Furthermore, computers can visualize data in much higher dimensions than humans are able to and can potentially capture important properties and characteristics that are lost when data dimensionality is reduced. "Human beings are not equipped with imagination to visualize anything beyond three dimensions," Rajwa said.
According to the National Cancer Institute, there were an estimated 19,950 new AML cases in 2016 and an estimated 10,430 deaths from the disease for the year. AML represents 1.2 percent of all new cancer cases in the US. Only 26 percent of patients diagnosed with AML will survive five years after diagnosis.

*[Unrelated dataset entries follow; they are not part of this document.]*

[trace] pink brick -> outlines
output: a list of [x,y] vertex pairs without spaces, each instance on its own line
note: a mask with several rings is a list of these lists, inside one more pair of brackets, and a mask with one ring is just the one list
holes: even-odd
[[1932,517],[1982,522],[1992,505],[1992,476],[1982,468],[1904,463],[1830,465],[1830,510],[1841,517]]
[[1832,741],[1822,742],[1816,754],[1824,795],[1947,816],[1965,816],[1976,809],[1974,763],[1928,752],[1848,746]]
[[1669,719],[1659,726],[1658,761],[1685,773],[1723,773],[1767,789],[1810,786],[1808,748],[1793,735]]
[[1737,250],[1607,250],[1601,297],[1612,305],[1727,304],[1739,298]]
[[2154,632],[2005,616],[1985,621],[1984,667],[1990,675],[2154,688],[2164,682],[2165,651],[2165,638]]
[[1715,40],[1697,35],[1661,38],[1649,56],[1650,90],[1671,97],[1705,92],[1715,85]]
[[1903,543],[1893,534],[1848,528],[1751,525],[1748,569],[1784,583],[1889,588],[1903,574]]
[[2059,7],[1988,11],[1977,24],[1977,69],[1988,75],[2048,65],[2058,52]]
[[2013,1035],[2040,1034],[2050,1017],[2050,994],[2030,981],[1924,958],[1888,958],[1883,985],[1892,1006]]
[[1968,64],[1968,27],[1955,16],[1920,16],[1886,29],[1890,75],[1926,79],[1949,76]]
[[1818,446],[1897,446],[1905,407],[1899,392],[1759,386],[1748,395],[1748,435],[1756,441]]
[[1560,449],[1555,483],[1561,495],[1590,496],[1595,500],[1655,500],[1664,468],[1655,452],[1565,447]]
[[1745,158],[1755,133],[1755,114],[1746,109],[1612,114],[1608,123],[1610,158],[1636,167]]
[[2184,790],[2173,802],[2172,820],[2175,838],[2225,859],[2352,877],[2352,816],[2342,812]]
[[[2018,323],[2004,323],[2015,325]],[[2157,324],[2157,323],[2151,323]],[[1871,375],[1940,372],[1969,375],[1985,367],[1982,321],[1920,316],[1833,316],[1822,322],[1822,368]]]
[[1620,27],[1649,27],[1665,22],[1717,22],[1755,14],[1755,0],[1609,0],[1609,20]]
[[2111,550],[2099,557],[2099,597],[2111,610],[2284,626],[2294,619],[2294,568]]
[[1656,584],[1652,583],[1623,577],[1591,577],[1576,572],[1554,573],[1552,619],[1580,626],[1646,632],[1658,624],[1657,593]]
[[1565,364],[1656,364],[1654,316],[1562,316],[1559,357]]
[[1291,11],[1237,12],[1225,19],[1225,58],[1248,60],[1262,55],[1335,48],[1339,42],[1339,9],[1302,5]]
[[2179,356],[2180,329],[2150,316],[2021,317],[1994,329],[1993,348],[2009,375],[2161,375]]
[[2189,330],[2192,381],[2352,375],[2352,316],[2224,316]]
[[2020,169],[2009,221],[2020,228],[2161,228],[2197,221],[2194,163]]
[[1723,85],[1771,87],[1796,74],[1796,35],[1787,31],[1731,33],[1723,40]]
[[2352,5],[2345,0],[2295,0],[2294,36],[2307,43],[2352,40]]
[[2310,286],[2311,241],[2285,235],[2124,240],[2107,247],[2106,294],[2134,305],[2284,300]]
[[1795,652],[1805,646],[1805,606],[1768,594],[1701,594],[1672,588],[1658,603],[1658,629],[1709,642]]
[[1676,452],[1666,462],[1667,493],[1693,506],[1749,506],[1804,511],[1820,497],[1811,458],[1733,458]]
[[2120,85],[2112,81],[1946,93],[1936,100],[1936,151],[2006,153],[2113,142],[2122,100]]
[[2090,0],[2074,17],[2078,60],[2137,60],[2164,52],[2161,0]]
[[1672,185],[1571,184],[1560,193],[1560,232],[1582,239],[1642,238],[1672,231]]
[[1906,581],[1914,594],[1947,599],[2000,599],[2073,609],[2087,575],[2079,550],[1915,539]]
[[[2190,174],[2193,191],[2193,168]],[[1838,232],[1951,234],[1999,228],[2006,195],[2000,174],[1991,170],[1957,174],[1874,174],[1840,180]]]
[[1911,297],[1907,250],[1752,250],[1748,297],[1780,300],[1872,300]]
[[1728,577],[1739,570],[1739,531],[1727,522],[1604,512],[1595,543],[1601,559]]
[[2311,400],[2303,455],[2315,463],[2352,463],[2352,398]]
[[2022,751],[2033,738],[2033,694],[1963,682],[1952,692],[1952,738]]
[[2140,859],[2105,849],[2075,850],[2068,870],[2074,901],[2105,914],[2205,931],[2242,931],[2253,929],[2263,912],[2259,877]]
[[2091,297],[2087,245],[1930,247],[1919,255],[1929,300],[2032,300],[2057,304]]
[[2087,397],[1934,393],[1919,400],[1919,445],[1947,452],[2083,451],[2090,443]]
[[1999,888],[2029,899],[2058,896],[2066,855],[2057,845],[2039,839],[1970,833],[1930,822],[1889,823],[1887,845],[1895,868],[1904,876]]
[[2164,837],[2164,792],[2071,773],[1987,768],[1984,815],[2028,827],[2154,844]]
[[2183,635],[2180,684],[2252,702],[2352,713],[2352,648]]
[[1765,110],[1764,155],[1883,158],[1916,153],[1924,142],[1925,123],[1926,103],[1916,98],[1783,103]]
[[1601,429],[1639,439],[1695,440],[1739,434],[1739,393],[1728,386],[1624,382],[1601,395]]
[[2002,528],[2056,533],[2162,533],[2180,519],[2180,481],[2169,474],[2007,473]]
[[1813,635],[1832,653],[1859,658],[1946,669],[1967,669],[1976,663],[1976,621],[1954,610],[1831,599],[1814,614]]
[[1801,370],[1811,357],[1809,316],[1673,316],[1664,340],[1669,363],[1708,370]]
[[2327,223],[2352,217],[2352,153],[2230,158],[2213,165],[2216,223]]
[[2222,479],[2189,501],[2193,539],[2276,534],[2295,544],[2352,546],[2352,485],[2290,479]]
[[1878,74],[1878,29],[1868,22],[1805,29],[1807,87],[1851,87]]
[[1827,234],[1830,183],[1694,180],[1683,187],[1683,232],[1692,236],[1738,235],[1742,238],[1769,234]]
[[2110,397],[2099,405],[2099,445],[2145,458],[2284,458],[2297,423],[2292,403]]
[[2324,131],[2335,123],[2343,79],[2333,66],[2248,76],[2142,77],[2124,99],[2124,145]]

Predicting which AML patients will go into remission, and who will relapse is a puzzle that the researchers don't claim they've fully solved, "but our initial proof of concept clearly demonstrates that there is some potential in using this machine learning algorithm," Dundar said. "Most hospitals in the US don't have the resources to hire two pathologists or cytometrists, so they could, for example, hire one pathologist and then have this algorithm deployed on a computer. That is how we envision this algorithm [working] in the long-term."
As explained in the paper, the researchers used flow cytometry data from bone marrow samples and medical history data from AML patients, as well as blood data from healthy individuals — a total of 200 diseased and non-diseased immunophenotypic panels — to train their algorithm. They then tested it with data from 36 additional AML cases that were collected at multiple time points.
Specifically, the researchers used non-parametric Bayesian algorithms to cluster patients in the training dataset into sub-populations that represent different cancer cell phenotypes. They then trained a classification algorithm to learn the patterns in the data and build a model that distinguishes AML with remission cases from AML without remission. According to results reported in the IEEE Transactions on Biomedical Engineering paper, the model predicted remission cases with 100 percent accuracy — 26 out of 26 cases — and to predict relapse in 90 percent of the relevant cases — nine out of 10 cases. Full details of the ASPIRE algorithm are available in a separate paper that was published in BMC Bioinformatics in 2014.
Besides AML, the ASPIRE algorithm can be used to analyze data from other hematological neoplasms. The logical next step would be to test the algorithm in a translational context with an eye towards moving it into clinical use, but the researchers have been unable to secure funding for that purpose.
"It's much, much easier to get funding to do basic research [but] it is very tough to get funding for this next step," Rajwa said. "It is still the major obstacle of taking new ideas to broader use."
Their work has so far been supported with grants from the US Department of Agriculture, the National Institutes of Health, and the National Science Foundation.
Rajwa, Dundar, and their colleagues are continuing to develop the method for use in basic research in areas other than AML. "This is not what we want to do but with the current funding situation … funding a translational science project is not looking very promising," Dundar said.